It’s all about the kids: a column by Dr. Janet McPeek Ph.D., President of Crossroads for Youth

Runaway Prevention Month
November marks runaway prevention month, an opportune time to address an issue that is prevalent nationwide. One in seven young people between the ages of 10 and 18 will run away, according to the National Conference of State Legislatures. When youth runaway they are faced with homelessness or are often times placed in shelters. Sadly, over 50 percent of young people in shelters and on the streets report that their parents told them to leave or knew they were leaving and didn’t care, according to DoSomething.org.
That’s why is so important every day to strive to teach our kids their value and to learn how special, unique and cared for they are. It is also realistic to recognize that some kids and families might be going through some difficult times. There are resources available through the local schools, faith based organizations and counseling organizations. The key is to provide opportunities to express their feelings and to find solutions so that running away is not something that’s on their mind.

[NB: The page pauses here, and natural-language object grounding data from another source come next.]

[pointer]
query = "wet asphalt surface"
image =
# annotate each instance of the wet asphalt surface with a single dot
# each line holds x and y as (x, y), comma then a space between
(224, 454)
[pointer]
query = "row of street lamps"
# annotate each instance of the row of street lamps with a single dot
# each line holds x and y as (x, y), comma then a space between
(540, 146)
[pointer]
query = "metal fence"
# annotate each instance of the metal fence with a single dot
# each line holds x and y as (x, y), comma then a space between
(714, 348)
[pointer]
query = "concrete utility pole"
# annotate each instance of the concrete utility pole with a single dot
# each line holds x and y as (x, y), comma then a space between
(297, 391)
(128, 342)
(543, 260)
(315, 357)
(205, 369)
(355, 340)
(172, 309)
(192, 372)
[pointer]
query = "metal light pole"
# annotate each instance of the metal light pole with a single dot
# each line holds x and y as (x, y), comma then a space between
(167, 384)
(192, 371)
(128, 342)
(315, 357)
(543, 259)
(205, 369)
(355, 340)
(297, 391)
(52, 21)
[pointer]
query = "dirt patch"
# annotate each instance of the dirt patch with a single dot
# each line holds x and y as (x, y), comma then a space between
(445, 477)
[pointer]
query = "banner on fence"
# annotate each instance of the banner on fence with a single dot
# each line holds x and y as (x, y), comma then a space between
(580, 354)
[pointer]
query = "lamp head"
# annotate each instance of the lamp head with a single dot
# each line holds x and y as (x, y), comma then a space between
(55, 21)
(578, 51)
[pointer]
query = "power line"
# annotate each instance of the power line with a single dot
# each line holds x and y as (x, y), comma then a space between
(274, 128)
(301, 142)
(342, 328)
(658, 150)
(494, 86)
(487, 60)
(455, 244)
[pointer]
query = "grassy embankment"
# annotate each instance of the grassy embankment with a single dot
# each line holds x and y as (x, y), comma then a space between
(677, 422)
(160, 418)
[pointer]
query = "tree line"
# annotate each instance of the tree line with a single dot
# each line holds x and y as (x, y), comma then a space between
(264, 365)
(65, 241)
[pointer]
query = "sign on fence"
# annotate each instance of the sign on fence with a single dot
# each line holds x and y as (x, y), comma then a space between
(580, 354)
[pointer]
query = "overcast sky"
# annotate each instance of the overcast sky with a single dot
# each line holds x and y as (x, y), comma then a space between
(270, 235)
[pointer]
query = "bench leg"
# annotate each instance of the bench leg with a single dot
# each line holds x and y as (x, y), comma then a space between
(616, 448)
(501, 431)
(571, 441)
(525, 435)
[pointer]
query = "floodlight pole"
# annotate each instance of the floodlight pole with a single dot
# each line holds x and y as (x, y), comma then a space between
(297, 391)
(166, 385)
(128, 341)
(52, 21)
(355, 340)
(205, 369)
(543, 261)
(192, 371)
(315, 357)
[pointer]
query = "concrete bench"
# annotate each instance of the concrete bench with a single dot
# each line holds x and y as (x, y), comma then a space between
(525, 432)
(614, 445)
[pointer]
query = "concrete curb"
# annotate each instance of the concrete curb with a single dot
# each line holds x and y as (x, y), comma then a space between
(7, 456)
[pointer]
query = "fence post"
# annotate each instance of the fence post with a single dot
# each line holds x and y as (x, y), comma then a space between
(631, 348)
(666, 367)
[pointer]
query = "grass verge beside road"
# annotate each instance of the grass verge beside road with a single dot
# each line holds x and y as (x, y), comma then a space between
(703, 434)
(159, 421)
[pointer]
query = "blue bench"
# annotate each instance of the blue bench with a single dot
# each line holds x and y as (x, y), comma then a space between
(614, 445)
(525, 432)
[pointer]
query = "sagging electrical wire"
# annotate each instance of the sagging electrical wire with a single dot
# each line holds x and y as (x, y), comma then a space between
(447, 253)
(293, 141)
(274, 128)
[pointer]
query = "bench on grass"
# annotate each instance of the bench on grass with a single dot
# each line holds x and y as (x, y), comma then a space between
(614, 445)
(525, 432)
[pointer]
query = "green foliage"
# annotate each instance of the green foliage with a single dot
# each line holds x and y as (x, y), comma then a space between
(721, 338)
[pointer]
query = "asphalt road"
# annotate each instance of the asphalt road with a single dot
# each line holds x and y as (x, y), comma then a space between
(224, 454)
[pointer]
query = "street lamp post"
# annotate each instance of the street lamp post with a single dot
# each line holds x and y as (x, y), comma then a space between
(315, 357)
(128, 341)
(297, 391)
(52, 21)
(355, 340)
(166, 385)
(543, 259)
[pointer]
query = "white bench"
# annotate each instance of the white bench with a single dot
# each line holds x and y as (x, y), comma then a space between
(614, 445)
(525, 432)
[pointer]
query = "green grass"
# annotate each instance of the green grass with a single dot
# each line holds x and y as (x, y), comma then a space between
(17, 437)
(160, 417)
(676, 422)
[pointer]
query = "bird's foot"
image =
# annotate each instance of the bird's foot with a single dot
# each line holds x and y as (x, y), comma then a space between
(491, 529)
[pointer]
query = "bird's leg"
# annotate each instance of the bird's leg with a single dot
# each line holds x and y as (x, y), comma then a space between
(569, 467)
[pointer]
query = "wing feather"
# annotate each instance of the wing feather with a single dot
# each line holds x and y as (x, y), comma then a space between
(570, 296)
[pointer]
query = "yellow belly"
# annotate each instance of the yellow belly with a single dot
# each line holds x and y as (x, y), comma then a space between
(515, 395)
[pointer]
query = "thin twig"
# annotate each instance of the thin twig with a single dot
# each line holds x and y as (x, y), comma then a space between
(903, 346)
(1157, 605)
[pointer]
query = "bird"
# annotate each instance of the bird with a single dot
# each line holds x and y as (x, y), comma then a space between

Warning signs that a child is considering running away include but aren’t limited to (according to kidsinthehouse.com):

  • A change in energy – if a child is more sluggish when he or she used to be quite active
  • Rebellion – acting out in school or regarding at-home responsibilities
  • Excessive saving – if you sense your child is saving money to get away

I’m sure at some point we’ve all thought about how nice it might be to get out of dodge and ‘skip life’ for a bit, but it’s important to teach youths that there are better ways to go about problem solving. Importantly, children need to feel that they’re in an environment where they’re cared for and have people – guardians, parents and mentors – that they can confide in.
With children we need to model healthy behavior and teach them to handle stress through time management, relationships with mentors and positive responses to negative events.
We all want to believe that our communities are safe all the time, and most of the time they are, but no one can control the environments they are in one hundred percent of the time. Sitting down and having honest conversations with youth about the dangers of running away may keep them safe. The best way to prevent a child from running away is to have the kind of relationship where they know that no matter how upset they may feel, or even after an argument, it’s always going to be ok/safe to come and talk to you or another adult. It’s normal for parents/guardians and kids to argue or to see things from a different perspective, but it’s crucial for children to know that nothing is worth taking off and putting themselves at risk.